Magdalena Penitente
El don de las lágrimas.
Encarnación de la melancolía, Magdalena, tan triste como bella, alcanza en esta impresionante obra de Caravaggio una expresividad religiosa verdaderamente conmovedora.
Religiosidad acaso tanto más expresiva cuanto más sutilmente reflejada, desde el característico realismo del pintor, no tanto en los símbolos o la fidelidad histórica de la escena como en la delicadeza de la composición, la luz y los gestos que dan muestra de la profunda sensibilidad de que era capaz el turbulento y apasionado espíritu de este genio inigualable del barroco.
Cumbre de su producción juvenil, la obra fue pintada por Caravaggio durante su primera etapa de actividad en Roma. La singular belleza contenida en el rostro de la modelo, quizás la cortesana Anna Bianchini, debió fascinar al pintor, pues es probable que volviese a retratarla una vez más en su virgen del Descanso en la huida a Egipto. Dos obras que han permanecido siempre juntas y que posiblemente fueron pintadas como encargo devocional destinado a una misma persona privada.
Sentada en un reclinatorio o silla de oración, Caravaggio resalta la humildad cristiana de la «pecadora arrepentida» a través de una insólita perspectiva ligeramente elevada con la que, empequeñeciéndola o abajándola, la ensalza aún más en su grandeza.
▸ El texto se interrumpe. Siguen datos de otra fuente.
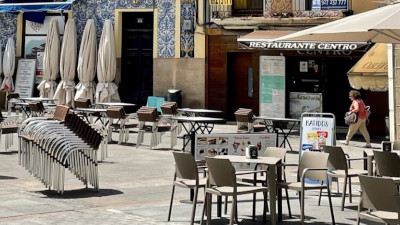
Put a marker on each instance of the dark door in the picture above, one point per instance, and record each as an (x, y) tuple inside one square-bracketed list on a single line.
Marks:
[(137, 57), (239, 70)]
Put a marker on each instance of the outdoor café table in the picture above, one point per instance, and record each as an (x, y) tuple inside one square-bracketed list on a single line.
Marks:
[(107, 104), (197, 125), (198, 112), (88, 112), (30, 99), (280, 124), (369, 154), (25, 106), (274, 173)]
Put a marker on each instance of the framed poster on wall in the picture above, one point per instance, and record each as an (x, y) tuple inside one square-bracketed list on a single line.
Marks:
[(272, 86)]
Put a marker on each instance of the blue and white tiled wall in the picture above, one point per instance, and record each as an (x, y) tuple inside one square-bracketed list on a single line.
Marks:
[(101, 10), (8, 28)]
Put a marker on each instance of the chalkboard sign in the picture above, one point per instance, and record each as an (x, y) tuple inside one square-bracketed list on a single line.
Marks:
[(25, 77)]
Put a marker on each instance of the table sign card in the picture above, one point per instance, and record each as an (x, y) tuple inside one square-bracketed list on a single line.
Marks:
[(317, 130), (25, 77), (231, 144)]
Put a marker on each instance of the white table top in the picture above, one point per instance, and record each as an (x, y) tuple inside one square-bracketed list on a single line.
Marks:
[(37, 99), (189, 110), (115, 104), (243, 159), (197, 119), (278, 119), (90, 110)]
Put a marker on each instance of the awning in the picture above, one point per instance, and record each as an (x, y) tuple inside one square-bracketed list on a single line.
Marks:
[(260, 36), (36, 6), (370, 72)]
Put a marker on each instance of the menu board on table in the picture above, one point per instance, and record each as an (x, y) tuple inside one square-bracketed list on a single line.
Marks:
[(300, 102), (231, 144), (317, 131), (272, 86), (25, 77)]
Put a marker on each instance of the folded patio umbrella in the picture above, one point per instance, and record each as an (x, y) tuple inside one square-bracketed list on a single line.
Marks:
[(8, 66), (106, 90), (51, 61), (66, 88), (87, 62)]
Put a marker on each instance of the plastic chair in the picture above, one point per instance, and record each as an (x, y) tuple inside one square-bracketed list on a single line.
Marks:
[(313, 165), (122, 124), (222, 182), (388, 164), (186, 176), (380, 197), (11, 98), (339, 165), (256, 177), (149, 122), (82, 103), (246, 123)]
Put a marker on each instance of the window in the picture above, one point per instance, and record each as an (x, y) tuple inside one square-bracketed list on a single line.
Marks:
[(247, 8)]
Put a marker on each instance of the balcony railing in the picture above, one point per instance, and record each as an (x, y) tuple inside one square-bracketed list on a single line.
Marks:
[(295, 8)]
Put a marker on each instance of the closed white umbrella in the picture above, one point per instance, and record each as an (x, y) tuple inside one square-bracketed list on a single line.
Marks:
[(66, 88), (87, 62), (51, 61), (381, 25), (8, 66), (106, 90)]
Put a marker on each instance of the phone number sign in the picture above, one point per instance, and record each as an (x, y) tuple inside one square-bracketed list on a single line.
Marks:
[(329, 4)]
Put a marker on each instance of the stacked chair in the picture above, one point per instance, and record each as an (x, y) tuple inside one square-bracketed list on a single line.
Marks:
[(47, 147), (150, 122), (122, 124), (171, 109), (246, 122)]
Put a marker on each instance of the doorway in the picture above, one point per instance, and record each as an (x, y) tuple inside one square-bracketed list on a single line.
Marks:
[(137, 57), (240, 71)]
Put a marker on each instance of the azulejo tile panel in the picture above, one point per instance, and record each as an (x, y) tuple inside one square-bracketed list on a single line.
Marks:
[(166, 29), (8, 27), (187, 28), (101, 10)]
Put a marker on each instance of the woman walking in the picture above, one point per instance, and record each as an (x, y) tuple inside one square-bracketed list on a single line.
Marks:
[(358, 106)]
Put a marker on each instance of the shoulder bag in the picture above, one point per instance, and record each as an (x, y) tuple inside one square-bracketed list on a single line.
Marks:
[(350, 118)]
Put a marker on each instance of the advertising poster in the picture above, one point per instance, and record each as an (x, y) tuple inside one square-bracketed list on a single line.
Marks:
[(231, 144), (25, 77), (300, 102), (272, 86), (317, 132)]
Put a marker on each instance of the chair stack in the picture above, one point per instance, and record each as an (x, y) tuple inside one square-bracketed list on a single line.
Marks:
[(149, 122), (50, 146), (122, 124), (246, 123), (171, 109)]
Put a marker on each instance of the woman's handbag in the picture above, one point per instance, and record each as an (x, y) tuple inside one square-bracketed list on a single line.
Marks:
[(350, 118)]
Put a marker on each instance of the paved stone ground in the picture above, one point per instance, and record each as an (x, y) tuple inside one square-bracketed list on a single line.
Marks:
[(135, 188)]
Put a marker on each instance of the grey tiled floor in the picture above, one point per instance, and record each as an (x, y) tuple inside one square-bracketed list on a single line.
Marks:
[(135, 188)]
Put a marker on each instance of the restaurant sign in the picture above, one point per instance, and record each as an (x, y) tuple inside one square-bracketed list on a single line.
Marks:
[(220, 2), (300, 45)]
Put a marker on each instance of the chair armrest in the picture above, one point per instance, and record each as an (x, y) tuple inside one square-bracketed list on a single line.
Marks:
[(310, 170), (245, 172)]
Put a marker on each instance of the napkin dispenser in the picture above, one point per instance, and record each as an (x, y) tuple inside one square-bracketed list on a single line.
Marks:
[(252, 152), (386, 146)]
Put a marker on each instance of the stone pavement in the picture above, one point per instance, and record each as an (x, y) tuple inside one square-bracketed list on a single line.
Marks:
[(135, 188)]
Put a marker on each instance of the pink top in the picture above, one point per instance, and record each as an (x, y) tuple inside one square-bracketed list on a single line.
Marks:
[(362, 112)]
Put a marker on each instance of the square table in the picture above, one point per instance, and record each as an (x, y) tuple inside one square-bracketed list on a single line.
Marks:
[(274, 173), (279, 124), (197, 125)]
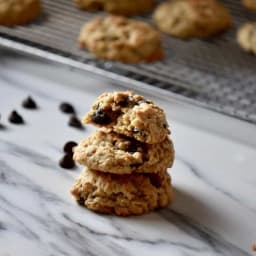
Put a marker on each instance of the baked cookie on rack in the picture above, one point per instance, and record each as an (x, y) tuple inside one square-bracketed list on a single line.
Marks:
[(246, 37), (123, 195), (250, 4), (120, 7), (121, 39), (114, 153), (192, 18), (19, 12), (129, 114)]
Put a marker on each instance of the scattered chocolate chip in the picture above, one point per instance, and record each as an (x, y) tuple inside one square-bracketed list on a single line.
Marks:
[(75, 122), (29, 103), (68, 147), (67, 162), (101, 117), (15, 118), (67, 108)]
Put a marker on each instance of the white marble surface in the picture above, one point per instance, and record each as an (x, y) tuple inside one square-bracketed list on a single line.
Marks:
[(214, 176)]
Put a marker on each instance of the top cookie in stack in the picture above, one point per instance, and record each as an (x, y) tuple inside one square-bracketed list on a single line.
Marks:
[(131, 115), (126, 160)]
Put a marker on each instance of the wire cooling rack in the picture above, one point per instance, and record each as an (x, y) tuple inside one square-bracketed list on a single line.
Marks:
[(213, 73)]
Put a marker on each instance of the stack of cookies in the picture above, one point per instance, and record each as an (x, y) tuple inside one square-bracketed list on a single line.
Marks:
[(126, 159)]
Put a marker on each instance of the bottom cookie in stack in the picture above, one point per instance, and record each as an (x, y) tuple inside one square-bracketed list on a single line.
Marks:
[(123, 195)]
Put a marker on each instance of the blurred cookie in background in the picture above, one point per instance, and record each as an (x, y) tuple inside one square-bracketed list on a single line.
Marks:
[(192, 18), (250, 4), (121, 39), (120, 7), (246, 37), (19, 12)]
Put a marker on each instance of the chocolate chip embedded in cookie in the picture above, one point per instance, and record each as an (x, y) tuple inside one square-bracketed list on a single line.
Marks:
[(129, 114), (250, 4), (121, 39), (121, 7), (18, 12), (246, 37), (192, 18), (114, 153), (123, 195)]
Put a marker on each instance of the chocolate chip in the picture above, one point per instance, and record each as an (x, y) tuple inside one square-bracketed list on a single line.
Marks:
[(67, 108), (155, 179), (67, 162), (15, 118), (68, 147), (2, 127), (75, 122), (101, 117), (80, 201), (29, 103), (125, 101), (143, 101), (132, 148)]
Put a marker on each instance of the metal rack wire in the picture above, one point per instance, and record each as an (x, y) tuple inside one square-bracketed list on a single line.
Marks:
[(213, 73)]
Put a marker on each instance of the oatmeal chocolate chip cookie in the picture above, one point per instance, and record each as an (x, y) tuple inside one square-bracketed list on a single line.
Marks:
[(250, 4), (129, 114), (246, 37), (121, 39), (114, 153), (121, 7), (123, 195), (192, 18), (18, 12)]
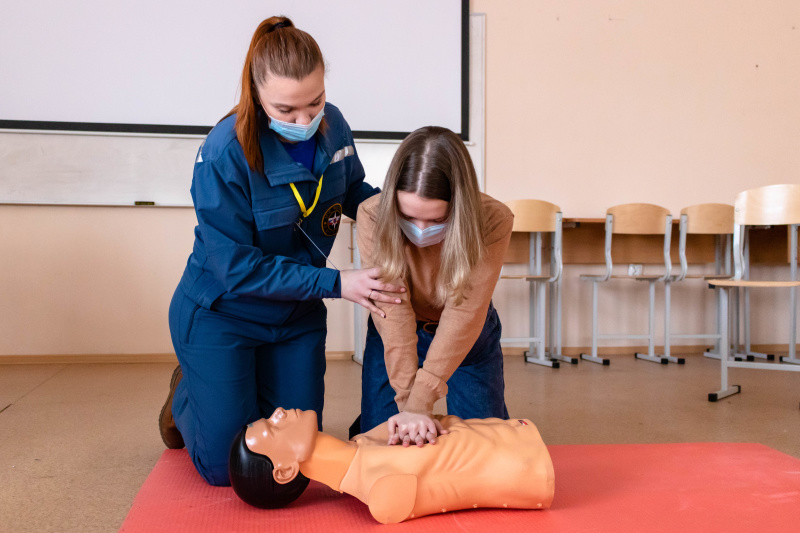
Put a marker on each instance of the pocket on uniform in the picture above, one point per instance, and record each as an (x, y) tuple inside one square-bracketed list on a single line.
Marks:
[(190, 322), (333, 184), (275, 218)]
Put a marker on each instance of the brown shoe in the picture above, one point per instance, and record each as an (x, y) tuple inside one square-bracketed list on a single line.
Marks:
[(169, 432)]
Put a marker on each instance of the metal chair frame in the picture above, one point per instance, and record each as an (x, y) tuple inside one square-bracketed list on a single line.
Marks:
[(722, 254), (780, 199), (544, 315), (596, 280)]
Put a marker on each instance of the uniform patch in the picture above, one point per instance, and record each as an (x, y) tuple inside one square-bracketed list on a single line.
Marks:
[(331, 220)]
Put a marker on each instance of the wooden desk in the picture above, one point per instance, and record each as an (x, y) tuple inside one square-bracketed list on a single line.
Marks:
[(583, 242)]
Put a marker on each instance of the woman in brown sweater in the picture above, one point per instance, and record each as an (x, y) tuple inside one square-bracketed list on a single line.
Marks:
[(433, 232)]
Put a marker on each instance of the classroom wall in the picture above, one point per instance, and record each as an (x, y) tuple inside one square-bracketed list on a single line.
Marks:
[(588, 105)]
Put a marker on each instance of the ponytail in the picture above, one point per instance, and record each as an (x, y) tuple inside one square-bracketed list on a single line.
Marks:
[(279, 49)]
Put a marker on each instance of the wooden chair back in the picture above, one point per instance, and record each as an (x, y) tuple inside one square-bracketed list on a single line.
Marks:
[(768, 206), (533, 215), (639, 219), (709, 219)]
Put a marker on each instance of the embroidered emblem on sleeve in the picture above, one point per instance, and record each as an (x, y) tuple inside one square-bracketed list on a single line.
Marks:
[(341, 154)]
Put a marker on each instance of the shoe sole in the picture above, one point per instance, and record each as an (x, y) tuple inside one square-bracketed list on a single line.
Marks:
[(168, 404)]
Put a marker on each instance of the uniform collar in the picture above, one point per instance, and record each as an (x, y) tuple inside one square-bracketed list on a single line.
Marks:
[(280, 168)]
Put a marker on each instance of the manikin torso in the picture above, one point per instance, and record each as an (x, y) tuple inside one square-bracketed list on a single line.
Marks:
[(478, 464)]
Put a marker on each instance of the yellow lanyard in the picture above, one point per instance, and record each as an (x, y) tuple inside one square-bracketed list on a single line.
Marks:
[(308, 211)]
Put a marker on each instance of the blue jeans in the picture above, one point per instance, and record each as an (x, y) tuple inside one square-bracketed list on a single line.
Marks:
[(475, 390), (235, 372)]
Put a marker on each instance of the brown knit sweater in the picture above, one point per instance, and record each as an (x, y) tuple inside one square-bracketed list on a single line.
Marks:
[(417, 389)]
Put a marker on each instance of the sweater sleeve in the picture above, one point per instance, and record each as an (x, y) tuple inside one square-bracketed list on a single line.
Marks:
[(460, 325), (398, 330)]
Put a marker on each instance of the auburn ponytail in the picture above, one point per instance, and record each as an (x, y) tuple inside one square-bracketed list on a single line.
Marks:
[(277, 48)]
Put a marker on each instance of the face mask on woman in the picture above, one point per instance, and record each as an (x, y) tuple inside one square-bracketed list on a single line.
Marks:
[(423, 237), (296, 132)]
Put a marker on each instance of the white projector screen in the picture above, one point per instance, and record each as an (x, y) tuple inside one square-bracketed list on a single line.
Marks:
[(174, 67)]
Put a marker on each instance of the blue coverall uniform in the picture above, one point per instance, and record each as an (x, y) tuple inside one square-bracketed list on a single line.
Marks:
[(247, 320)]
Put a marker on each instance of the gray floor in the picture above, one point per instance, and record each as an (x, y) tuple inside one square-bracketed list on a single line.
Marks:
[(77, 441)]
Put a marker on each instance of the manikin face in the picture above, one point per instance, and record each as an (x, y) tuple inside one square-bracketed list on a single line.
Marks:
[(287, 438), (422, 212), (290, 100)]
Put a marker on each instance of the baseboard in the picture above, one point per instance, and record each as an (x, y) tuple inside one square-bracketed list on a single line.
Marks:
[(127, 358), (346, 355)]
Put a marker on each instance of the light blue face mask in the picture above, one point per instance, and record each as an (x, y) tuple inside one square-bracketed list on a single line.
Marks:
[(296, 132), (423, 237)]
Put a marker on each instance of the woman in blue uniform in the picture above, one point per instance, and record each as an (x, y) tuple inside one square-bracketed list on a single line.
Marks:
[(271, 183)]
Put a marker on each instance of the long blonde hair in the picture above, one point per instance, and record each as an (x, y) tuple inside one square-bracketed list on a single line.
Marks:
[(433, 163)]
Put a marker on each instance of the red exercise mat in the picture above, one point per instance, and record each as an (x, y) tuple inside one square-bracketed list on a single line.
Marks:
[(703, 487)]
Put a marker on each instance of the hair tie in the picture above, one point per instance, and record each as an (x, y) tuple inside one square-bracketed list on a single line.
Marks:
[(281, 24)]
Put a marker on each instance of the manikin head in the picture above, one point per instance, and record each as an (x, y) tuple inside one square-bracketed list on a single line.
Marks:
[(265, 458)]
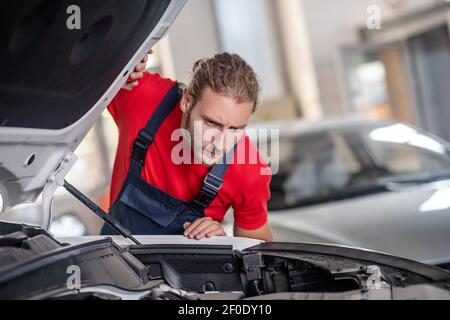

Enmarcada por un fondo en sombras sobre el que se entreabre un pequeño haz de luz, la escena captura ese instante de ruptura o conversión del alma en que una lágrima da testimonio de la verdad del corazón, del dolor de una «verdadera contrición» y penitencia interior.
Despojada de toda idealización, Caravaggio incide ante todo en la humanidad de la santa, de esta mujer enamorada que será la primera en ungir o consagrar a Cristo y que se convertirá a su vez en el apóstol de los apóstoles, en mensajera de la resurrección o del poder de ese amor divino «fuerte como y más que la muerte». Humanidad en la que enfatiza crudamente, no tanto a través de la sensualidad como del patetismo del gesto que acompaña al acto de abandono o renuncia en que se desprende de sus joyas, símbolos de los lazos o cadenas que la ataban a la vanidad del mundo.
Nunca antes representada de esta manera, la Magdalena de Caravaggio refleja esa «humanización de lo sagrado» de que fue vehículo magistral su pintura; impulso latente en la espiritualidad católica de estos años, donde la virtud o el «don de las lágrimas» llegó a ser, a su vez, altamente valorado e integrado como manifestación incontenible de la abundancia del corazón, de unos afectos y pasiones indisociables de la naturaleza humana… como «señales» en que se cifraba el lenguaje de la pasión que atravesó la vida de los santos y había de atravesar a su vez a quien deseara comprenderlos.